Se produjo un zumbido y la puerta se abrió. Pendragon encabezó la marcha por un pasillo muy iluminado. Al fondo asomó la cabeza una mujer que saludó a los dos policías.
—He avisado al señor Gregson. Estará aquí dentro de un momento —los informó mientras pasaban a la sala—. Tomen asiento, hagan el favor.
Turner acababa de coger una revista de deportes de motor que había en una mesita baja cuando la puerta se abrió para dejar paso a Sidney Gregson. Era un hombre elegantemente vestido de cuarenta y pico años, con perilla y unas gafas rojas bastante anchas. Llevaba «bohemio acaudalado» pintado en la frente.
—Caballeros —los saludó con una sonrisa.
Pendragon se presentó y se dieron la mano. Gregson se giró cuando Jez se acercó.
—Subinspector Turner.
—Por favor, vengan por aquí.
Lo siguieron fuera de la habitación, con Turner a la zaga. Al mirar alrededor sorprendió a la secretaria dedicándole a la espalda de Gregson una mirada funesta. Entraron en un despacho muy elegante y el dueño cerró la puerta tras de sí. Una pared estaba colmada de vitrinas con exóticas esculturas de cristal, mientras que el fondo lo presidía un robusto escritorio de roble blanqueado y la pared izquierda estaba ocupada por un sofá afelpado. Gregson se acomodó en una enorme silla giratoria de cuero, pero se abstuvo de ofrecerles asiento a los policías. Cogió un pisapapeles de cristal y se puso a juguetear con él pasándoselo de una mano a otra.

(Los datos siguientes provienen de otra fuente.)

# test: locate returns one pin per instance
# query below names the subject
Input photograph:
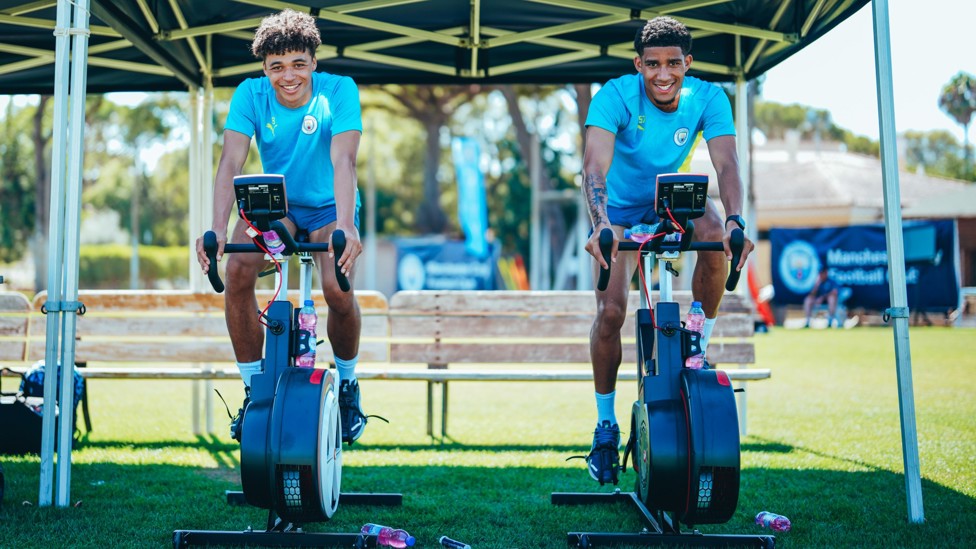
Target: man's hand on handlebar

—Gracias por recibirnos con tan poco tiempo, señor Gregson —dijo Pendragon.
—La persona que fijó la cita mencionó que estaban ustedes investigando los asesinatos de Stepney. Anoche vi un reportaje por la televisión. No me explico qué es lo que pueden querer de nosotros, inspector jefe.
—Dos de las víctimas han sido envenenadas. Los exámenes preliminares indican que uno de los componentes principales del veneno utilizado es el arsénico.
El director frunció el ceño y repuso:
—¿Y han pensado directamente en los fabricantes de vidrio? —En su voz había un repunte sarcástico.
Pendragon decidió al instante que no le gustaba mucho Sidney Gregson.
—Tanto el arsénico como sus derivados son sustancias controladas —terció el inspector jefe—. Como sabrá, no puede llegar cualquiera y comprarlas en una tienda.
—Eso es bien cierto, inspector. ¿Cree entonces que su envenenador trabaja aquí?
Pendragon lo miró desconcertado y respondió:
—En absoluto. Pero el arsénico tiene que haber salido de algún sitio. ¿Han robado algún producto químico de su fundición?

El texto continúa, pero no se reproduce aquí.